Now find time using v = u + at: 9 = 3 + (0.4286) t → t = (9 − 3)/0.4286 ≈ 6/0.4286 ≈ 14.0 s.
So acceleration ≈ 0.429 m/s^2 and time ≈ 14 s. We used the third equation to avoid time first, then the first to get t.

Q10. A skateboarder starts from rest, accelerates at 2 m/s^2 for 4 s, then immediately decelerates uniformly to stop in 3 s. Calculate the maximum speed, distance covered during acceleration, distance during deceleration, and total distance. Explain how equations of motion are combined in this two-stage motion.

Answer:

Stage 1 (acceleration): u1 = 0, a1 = 2 m/s^2, t1 = 4 s. Max speed v_max = u1 + a1 t1 = 0 + 2×4 = 8 m/s. Distance s1 = u1 t1 + 1/2 a1 t1^2 = 0 + 0.5×2×16 = 16 m.
Stage 2 (deceleration): starts with u2 = v_max = 8 m/s, final v2 = 0, t2 = 3 s. Deceleration a2 = (v2 − u2)/t2 = (0 − 8)/3 ≈ −2.6667 m/s^2. Distance s2 = u2 t2 + 1/2 a2 t2^2 = 8×3 + 0.5×(−2.6667)×9 = 24 − 12 = 12 m.
Total distance = s1 + s2 = 16 + 12 = 28 m.
Explanation: Treat each stage separately with appropriate initial speeds and accelerations.
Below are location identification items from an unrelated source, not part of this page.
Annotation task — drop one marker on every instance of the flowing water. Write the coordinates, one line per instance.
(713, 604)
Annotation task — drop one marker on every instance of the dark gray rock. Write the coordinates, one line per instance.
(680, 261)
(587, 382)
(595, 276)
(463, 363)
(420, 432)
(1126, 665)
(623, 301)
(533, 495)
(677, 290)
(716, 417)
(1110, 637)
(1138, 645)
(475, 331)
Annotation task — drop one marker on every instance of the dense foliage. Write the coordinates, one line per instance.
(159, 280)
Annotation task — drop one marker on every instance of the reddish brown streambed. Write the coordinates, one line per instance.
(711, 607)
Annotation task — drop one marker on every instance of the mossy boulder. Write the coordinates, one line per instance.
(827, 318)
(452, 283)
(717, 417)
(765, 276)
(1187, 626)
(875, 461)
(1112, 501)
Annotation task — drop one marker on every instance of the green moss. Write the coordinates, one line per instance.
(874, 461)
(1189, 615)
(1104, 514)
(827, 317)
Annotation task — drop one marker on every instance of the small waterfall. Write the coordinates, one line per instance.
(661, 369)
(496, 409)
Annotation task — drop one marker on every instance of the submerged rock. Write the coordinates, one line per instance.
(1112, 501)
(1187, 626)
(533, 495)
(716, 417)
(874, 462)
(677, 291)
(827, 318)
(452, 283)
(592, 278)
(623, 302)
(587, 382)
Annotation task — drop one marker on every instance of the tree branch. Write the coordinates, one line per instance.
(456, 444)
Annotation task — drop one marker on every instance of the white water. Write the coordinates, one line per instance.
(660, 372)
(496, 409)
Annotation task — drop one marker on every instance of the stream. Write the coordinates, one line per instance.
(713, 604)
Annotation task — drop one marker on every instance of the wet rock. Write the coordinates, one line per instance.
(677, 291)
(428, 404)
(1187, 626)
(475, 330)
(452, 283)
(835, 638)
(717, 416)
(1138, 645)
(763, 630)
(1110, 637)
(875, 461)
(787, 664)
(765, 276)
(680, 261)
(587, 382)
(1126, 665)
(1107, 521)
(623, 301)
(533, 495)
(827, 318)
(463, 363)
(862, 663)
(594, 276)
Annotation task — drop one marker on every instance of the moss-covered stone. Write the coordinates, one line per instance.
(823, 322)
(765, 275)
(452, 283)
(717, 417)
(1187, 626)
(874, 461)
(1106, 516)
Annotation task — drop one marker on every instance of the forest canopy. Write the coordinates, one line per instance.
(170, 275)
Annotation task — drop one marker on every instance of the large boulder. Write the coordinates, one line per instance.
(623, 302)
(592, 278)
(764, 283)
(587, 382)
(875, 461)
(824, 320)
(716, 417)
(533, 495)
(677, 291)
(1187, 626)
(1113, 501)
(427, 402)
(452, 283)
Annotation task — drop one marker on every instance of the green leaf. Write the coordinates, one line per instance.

Use s = ut + 1/2 at^2 for distances and v = u + at for speeds. Combining stages yields the total motion because motion is along the same straight line.

Study tips: For all problems, clearly identify u, v, a, t, s, choose the appropriate equation, and check units. Use v^2 − u^2 = 2as when time is unknown, and use v = u + at or s = ut + 1/2 at^2 when time is given or needed.